Süddeutsche Zeitung

Grüne:Selbst schuld

Annalena Baerbock hat den Wahlkampfauftakt gründlich verpatzt. Aufgehübschte Lebensläufe? Das geht gar nicht. Die Kanzlerkandidatin muss jetzt auf dem Parteitag ein Zeichen der Demut aussenden, aber vor allem der Kraft.

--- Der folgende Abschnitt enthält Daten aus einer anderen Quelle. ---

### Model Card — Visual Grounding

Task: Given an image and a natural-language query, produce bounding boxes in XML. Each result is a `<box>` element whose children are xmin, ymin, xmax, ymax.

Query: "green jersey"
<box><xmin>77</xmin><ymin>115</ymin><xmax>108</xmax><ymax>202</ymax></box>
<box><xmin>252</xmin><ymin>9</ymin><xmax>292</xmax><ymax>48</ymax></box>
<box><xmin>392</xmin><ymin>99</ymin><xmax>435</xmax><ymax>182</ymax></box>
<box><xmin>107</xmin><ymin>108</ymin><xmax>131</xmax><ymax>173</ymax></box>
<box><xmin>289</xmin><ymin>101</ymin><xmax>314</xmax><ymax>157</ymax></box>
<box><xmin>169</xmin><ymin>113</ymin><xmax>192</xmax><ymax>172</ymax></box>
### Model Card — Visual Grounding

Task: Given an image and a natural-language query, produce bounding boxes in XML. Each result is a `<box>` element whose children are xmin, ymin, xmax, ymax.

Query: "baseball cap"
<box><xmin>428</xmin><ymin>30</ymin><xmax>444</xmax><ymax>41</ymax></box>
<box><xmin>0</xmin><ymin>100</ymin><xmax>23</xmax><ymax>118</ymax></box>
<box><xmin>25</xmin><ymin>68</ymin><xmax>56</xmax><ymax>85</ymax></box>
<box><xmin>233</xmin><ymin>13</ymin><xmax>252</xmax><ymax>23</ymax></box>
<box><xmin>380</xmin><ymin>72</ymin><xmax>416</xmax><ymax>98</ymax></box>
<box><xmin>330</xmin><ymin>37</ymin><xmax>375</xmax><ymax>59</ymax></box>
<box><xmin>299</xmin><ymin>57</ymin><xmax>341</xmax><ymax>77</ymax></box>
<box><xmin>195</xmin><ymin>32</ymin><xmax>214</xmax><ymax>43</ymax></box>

Kommentar von Constanze von Bullion

Wie bei Gladiatorenspielen im antiken Rom darf auch im deutschen Wahlkampf gern mal Blut fließen, bildlich gesprochen. Der Anblick der grünen Kanzlerkandidatin Annalena Baerbock jedenfalls, die jetzt verwundet durch die politische Arena hetzt, lässt beim Publikum offenbar nicht nur den Blutdruck steigen, sondern macht manchem auf den Rängen auch Lust auf mehr. Baerbock soll aufgeben nach einer Reihe von Fehlern und die Kanzlerkandidatur an Robert Habeck weitergeben, fordern jetzt die Ersten. Dabei wäre Kapitulation der größte Fehler, den die Grünen jetzt begehen können.

Sollte Baerbock ihre Kandidatur aufgeben? Auf keinen Fall

Richtig ist: Baerbock hat sich den Schlamassel selbst eingebrockt und ihrer Partei einen vielversprechenden Start in den Bundestagswahlkampf verpatzt. Das Aufhübschen von Lebensläufen mag üblich sein unter ehrgeizigen Menschen. Aber wer sich als Politikerin ohne Regierungserfahrung zutraut, nach der Kanzlerschaft zu greifen, und wer den Hass all derer kennt, die einen Generationswechsel in der Politik fürchten müssen, darf genau das nicht tun, was Baerbock getan hat: In allerlei ungenauen Angaben über ihre Biografie zu erkennen geben, dass sie gern mehr wäre als sie ist - mit anderen Worten eine Gernegroß.

Schwerer noch wiegt für Baerbock, dass ihr größtes Kapital, die persönliche Integrität, Schaden genommen hat. Denn Schummeln, auch bei Kleinkram, passt so gar nicht in die grüne Erzählung vom neuen, aufrichtigen Politikstil der Partei. Ob sich das verlorene Vertrauen zurückgewinnen lässt, werden die kommenden Monate zeigen. Als sicher aber darf gelten, dass ein Rückzug Baerbocks aus der Wahlkampf-Arena nicht honoriert, sondern nur von Triumphgeheul politischer Mitbewerber begleitet werden würde. Dann hätten die Grünen die Bundestagswahl verloren.

Es liegt nun an Annalena Baerbock, ob die Grünen wieder in die Offensive kommen. Die Kanzlerkandidatin täte gut daran, sich beim Parteitag in einer großen Geste bei ihren Leuten zu entschuldigen. In den Staub zu werfen aber braucht sie sich nicht. Was jetzt gefragt ist bei den Grünen, ist ein überzeugendes Signal der Demut, aber gleichzeitig auch eines der Kraft. Die Partei wird sie brauchen, um mit ihren ohnehin unbequemen Botschaften bei den Wählerinnen und Wählern Gehör zu finden. Und durch den Rest? Müssen die Grünen jetzt durch. Selbstmitleid jedenfalls ist fehl am Platz.